Das versetzt sie in rastlose Geschäftigkeit. Soll ich Dich deprimieren? Soll ich dich aufheitern?) Sie holt stampfend Schwung wie eine Dampflok, unermüdlich und hoffnungsfroh — bis zum Zusammenbruch. Willis Liebe ist für sie nur die Erinnerung an ekstatische fünf Minuten irgendwann vor langer Zeit. Inzwischen ist der Kühlschrank kaputt, das Hundefutter stinkt zum Himmel, ich gehe auf die vierzig zu und man weiß nicht, wie's endet — doch: Alles geht kaputt.

Die Amateure vom Studententheater spielen mit ganzer Körperkraft. Unruhe, Stampfen, orgiastisches Zucken, Stöhnen, Schreien, die verzweifelten Ausbrüche, ihre hemmungslose Entblößung - das trifft in den meisten Fällen ins Mark. Nur selten passiert ein Abrutsch in den Slapstick.

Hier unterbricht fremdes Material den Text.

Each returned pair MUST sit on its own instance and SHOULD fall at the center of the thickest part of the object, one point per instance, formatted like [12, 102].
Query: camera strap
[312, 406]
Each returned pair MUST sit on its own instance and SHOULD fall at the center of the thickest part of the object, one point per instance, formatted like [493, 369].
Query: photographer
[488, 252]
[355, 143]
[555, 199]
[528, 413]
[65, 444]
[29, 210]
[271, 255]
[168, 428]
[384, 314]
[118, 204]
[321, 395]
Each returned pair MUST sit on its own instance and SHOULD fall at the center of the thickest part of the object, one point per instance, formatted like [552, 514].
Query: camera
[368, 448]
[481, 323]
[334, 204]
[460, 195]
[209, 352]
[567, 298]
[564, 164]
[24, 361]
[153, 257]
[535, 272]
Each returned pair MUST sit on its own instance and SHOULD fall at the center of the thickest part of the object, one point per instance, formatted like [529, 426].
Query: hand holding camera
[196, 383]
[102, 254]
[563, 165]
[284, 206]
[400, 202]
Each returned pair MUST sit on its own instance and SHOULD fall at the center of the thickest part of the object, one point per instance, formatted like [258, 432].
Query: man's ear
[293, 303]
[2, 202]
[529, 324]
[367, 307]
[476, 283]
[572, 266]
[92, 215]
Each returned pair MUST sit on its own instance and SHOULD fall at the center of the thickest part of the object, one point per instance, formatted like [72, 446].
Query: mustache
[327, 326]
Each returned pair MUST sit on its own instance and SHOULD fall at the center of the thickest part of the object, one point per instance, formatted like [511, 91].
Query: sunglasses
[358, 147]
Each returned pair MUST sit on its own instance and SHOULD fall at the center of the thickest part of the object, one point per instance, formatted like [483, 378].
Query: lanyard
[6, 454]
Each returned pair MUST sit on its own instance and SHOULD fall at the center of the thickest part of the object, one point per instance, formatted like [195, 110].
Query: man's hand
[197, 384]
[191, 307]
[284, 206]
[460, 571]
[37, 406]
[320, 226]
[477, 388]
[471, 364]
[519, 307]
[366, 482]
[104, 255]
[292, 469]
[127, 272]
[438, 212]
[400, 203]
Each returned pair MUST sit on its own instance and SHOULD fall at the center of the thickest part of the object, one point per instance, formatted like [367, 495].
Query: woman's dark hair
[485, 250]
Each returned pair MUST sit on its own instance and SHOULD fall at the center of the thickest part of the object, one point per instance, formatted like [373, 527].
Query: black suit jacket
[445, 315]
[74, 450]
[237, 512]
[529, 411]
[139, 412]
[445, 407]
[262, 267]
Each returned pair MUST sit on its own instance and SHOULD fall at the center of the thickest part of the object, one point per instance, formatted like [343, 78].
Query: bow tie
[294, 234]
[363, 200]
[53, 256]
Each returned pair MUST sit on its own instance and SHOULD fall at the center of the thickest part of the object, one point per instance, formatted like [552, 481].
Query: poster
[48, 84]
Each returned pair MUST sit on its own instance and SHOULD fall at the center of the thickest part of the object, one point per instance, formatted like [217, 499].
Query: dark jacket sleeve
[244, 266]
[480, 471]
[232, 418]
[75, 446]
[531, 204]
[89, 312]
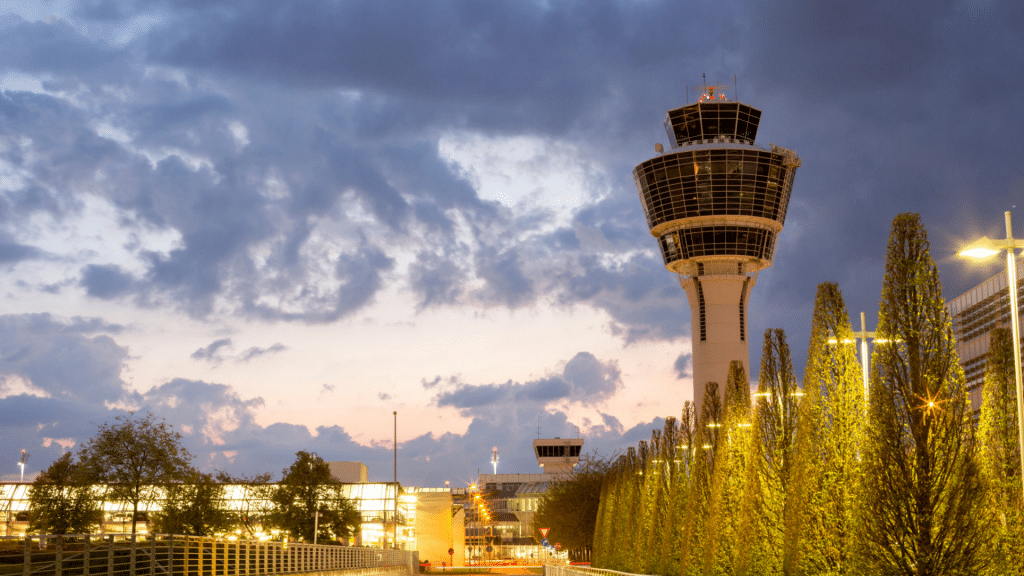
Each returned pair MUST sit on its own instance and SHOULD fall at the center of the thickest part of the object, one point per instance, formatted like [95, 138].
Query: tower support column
[718, 319]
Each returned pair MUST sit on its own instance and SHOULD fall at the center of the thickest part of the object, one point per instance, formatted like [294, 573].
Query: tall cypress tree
[923, 498]
[727, 481]
[769, 464]
[822, 496]
[1000, 457]
[698, 499]
[679, 491]
[660, 532]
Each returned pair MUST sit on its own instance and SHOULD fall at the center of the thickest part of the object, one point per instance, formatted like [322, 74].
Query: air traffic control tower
[716, 202]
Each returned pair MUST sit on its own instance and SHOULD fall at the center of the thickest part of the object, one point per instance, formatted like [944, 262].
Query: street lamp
[988, 247]
[863, 335]
[25, 458]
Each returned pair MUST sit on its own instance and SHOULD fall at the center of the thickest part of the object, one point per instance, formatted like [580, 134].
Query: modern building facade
[376, 502]
[716, 202]
[974, 315]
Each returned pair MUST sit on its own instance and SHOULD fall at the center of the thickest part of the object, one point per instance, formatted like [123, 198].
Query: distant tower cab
[557, 455]
[716, 202]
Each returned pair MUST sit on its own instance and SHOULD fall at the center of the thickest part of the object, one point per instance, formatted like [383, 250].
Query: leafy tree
[768, 470]
[307, 488]
[133, 455]
[923, 497]
[62, 501]
[997, 436]
[569, 506]
[822, 497]
[194, 507]
[698, 500]
[727, 481]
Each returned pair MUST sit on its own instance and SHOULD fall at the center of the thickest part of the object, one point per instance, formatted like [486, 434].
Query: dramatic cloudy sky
[275, 222]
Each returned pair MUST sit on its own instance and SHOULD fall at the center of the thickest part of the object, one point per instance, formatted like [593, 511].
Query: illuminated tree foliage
[694, 532]
[662, 476]
[769, 464]
[308, 496]
[819, 534]
[254, 506]
[194, 507]
[727, 481]
[923, 498]
[133, 455]
[679, 491]
[1000, 458]
[61, 500]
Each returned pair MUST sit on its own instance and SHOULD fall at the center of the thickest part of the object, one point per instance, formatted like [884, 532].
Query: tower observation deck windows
[713, 121]
[700, 182]
[718, 241]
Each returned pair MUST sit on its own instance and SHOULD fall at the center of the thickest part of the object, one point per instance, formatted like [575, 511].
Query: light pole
[863, 335]
[395, 540]
[25, 458]
[312, 461]
[987, 247]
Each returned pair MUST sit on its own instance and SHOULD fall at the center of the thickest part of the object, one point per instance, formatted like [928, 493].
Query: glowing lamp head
[981, 249]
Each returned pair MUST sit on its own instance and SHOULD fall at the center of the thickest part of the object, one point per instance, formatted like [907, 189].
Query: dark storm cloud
[59, 360]
[435, 281]
[105, 281]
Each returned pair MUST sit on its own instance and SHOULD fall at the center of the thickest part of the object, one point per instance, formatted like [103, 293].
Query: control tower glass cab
[557, 455]
[716, 202]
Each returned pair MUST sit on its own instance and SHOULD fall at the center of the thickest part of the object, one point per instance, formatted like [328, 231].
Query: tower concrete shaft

Aber wo die eine ZuschauerIn grinst, würgt die andere mit Tränen. Die kokett-lockenden Hüftschwünge der alternden Ehefrau, ins Groteske überzogen, sind so komisch wie tragisch. Ob körperlicher Verfall, Suff, Selbstmitleid und Abstumpfung, schließlich Todessehnsucht und Rückkehr in den Mutterschoß, Tabori bietet für die StudentInnen, die offenkundig nicht nur ein Stück „eingeübt“ haben, eine abenteuerliche Reise durch die Landschaft extremer menschlicher Seelenzustände.